Tuesday, July 06, 2010

Richard O. Rose: A Mid-Century Mystery

Last week frequent Today's Inspiration contributor David Roach did it again; he sprung a bunch of scans on me by another wonderful mid-century British illustrator: Richard O. Rose.


David writes, "Another illo from John Bull – with a use of perspective which reminds me of a great shot by Noel Sickles in the recent book of his art."



He continues, "... ultra clean lines and subtle pastel colours , a great artist I’ve actually seen very little by."


"I suspect that underneath it all Rose was probably inspired by Ronald Searle but he’s one of those artists it’s hard to pin down..."

"... is he a cartoonist doing straight stuff, or a straight man doing cartoons?"

David concludes, "A friend of mine thinks [Rose] might have done a few ads – which wouldn’t be a great revelation – but as for any personal details – zilch."

David and I are hoping that, as has happened so often before, by presenting Richard O. Rose on Today's Inspiration, someone from the community will step forward with additional information.

* More of Richard O. Rose's terrific illustrations - again with thanks to David Roach - tomorrow!

* Addendum to the Arnold Friberg post: Greg Newbold has done a follow-up post on Friberg, visit Greg's blog for more!


  1. What a great illustrator!

  2. This is fantastic work! I'm really taken aback by his use of color - those are some gorgeous hues, especially on that John Bull cover. Man, I hope someone dredges up more scans of Rose's work.

    In terms of inspirations, though, I don't see much Ronald Searle. If anything, he's plays the line between loose/tight, realistic/cartoonish like Jack Davis. But given his British roots, the look of his characters, and his palette, I'd be really surprised if he wasn't influenced by Arthur Rackham.

    Whoever his influences are, he does wonderful stuff!

  3. These are terrific. I had to jump over to the Flickr pages and view them at their largest. I noticed a technique used by Hal Ketchum, and others, where the outlines drop out and they complete the shape with interior lines. In one case where a boy is running, the entire bottom of his pants are not drawn and the shape is defined by a color tone.

    I love this kind of thing and have never thought to use it myself.

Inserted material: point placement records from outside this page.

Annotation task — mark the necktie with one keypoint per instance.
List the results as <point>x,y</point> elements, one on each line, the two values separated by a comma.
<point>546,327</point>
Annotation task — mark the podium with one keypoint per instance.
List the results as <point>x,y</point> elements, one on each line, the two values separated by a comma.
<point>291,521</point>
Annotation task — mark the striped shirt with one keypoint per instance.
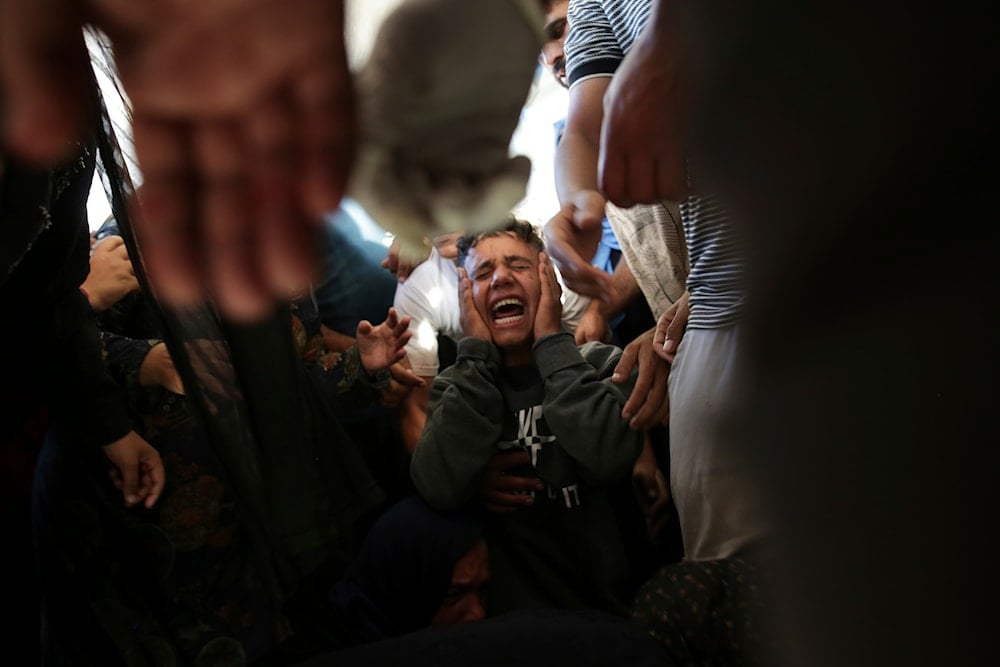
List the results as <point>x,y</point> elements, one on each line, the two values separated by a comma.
<point>601,32</point>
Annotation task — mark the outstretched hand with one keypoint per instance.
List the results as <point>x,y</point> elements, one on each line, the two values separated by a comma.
<point>244,136</point>
<point>648,405</point>
<point>137,470</point>
<point>670,328</point>
<point>382,346</point>
<point>400,260</point>
<point>571,237</point>
<point>111,276</point>
<point>473,324</point>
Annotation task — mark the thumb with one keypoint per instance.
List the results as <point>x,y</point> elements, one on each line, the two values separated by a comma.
<point>625,364</point>
<point>130,483</point>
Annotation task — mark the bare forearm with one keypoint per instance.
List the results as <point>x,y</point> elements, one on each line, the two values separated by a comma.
<point>575,166</point>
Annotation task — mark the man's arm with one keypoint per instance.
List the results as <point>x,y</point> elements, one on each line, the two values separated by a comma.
<point>464,421</point>
<point>573,234</point>
<point>594,323</point>
<point>583,406</point>
<point>413,413</point>
<point>643,134</point>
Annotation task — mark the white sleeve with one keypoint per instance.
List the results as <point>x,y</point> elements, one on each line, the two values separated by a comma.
<point>411,299</point>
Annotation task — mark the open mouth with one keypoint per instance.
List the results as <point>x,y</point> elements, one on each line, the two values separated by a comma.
<point>507,312</point>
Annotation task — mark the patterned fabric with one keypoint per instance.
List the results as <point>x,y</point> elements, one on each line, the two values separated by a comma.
<point>705,612</point>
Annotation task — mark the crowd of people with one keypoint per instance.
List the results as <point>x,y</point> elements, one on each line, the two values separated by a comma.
<point>683,421</point>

  4. Yikes, I meant Hank Ketcham! There is a Hal Ketchum but he wasn't who I was referring to.

  5. These are really superb! Thanks for putting them up!

  6. Chad Sterling4:39 AM

    That illustration/cartoon style is reminiscent of some of Al Dorne's best pieces.Can't see him being a big influence in the UK though.

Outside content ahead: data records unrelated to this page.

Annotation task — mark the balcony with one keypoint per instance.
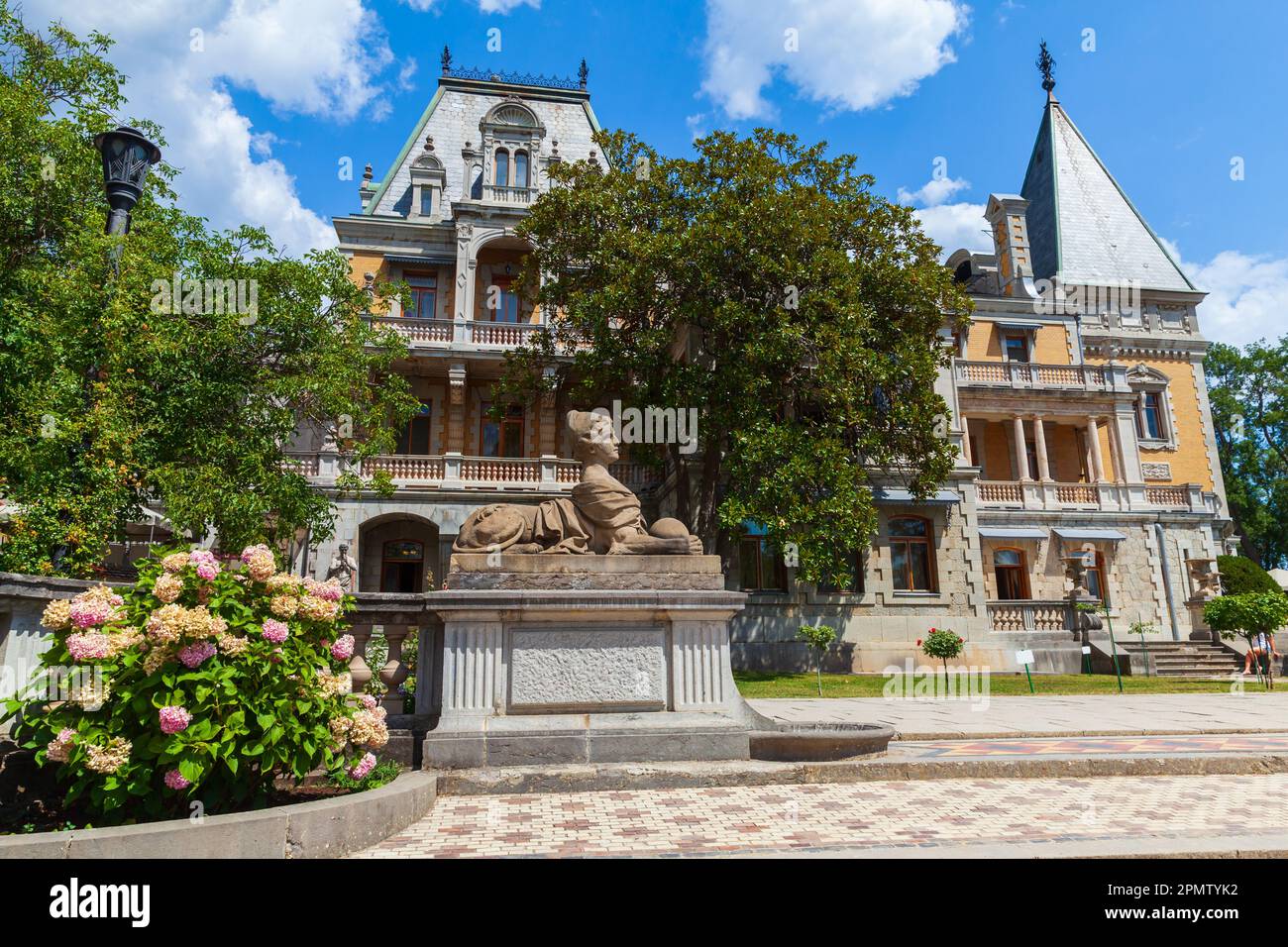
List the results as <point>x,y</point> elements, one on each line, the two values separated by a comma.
<point>514,196</point>
<point>458,472</point>
<point>1050,495</point>
<point>467,334</point>
<point>1029,376</point>
<point>1028,616</point>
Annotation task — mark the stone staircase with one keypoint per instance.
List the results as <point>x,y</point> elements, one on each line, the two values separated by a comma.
<point>1183,659</point>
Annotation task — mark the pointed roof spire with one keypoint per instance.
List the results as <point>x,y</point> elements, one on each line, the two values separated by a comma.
<point>1083,230</point>
<point>1046,65</point>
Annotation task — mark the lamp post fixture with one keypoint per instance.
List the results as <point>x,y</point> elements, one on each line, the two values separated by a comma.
<point>127,158</point>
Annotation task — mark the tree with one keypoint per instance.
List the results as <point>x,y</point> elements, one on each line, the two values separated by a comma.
<point>764,286</point>
<point>1249,412</point>
<point>1240,574</point>
<point>1249,613</point>
<point>818,638</point>
<point>120,393</point>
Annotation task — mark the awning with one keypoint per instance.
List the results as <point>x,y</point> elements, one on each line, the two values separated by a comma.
<point>892,495</point>
<point>417,261</point>
<point>1082,535</point>
<point>1013,532</point>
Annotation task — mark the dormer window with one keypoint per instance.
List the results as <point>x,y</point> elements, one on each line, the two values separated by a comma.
<point>1154,424</point>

  7. My first view of his work was also in John Bull. He did various pieces in a similar vein between 1954 to 1958 to my knowledge. But personal bio? Nope sorry, can't help either...here's hoping readers will come forward

  8. That flickr set of Rose's is just stunning! As usual, thanks for bringing this to us Leif.

  9. Hi,I have just googled Richard Rose following the death of his sister Joan Overend Rose at the age of 101, 2nd cousin to my husband Andrew Barton. Richard was born on 1912 in Sutton Surrey and moved to Herne Bay in the late 20's. He was a bomber in the Royal Airforce during the second world war. He was an illustrator for John Bull and a number of other publishers, including Macmillan for the Nipper series, Penguin books. Unfortunately we do not know everyone that Richard illustrated for. We have a few beautiful paintings he did. We also have a some sketches and a sketch book that we have come across on clearing out Joan's belonging. If you are interested in seeing these please let me know. Regards Trish Barton

  10. Richard O Rose drew an illustration for my dad in 1969 as a "going away card" from Lockheed Missiles & Space Company. My dad left Lockheed to go teach at a University so Mr Rose drew my dad in cap and gown flying away on a Lockheed missile. The card was then signed by my dad's colleagues. The drawing is a bit faded, but I can scan it and post it if anyone wants to see it.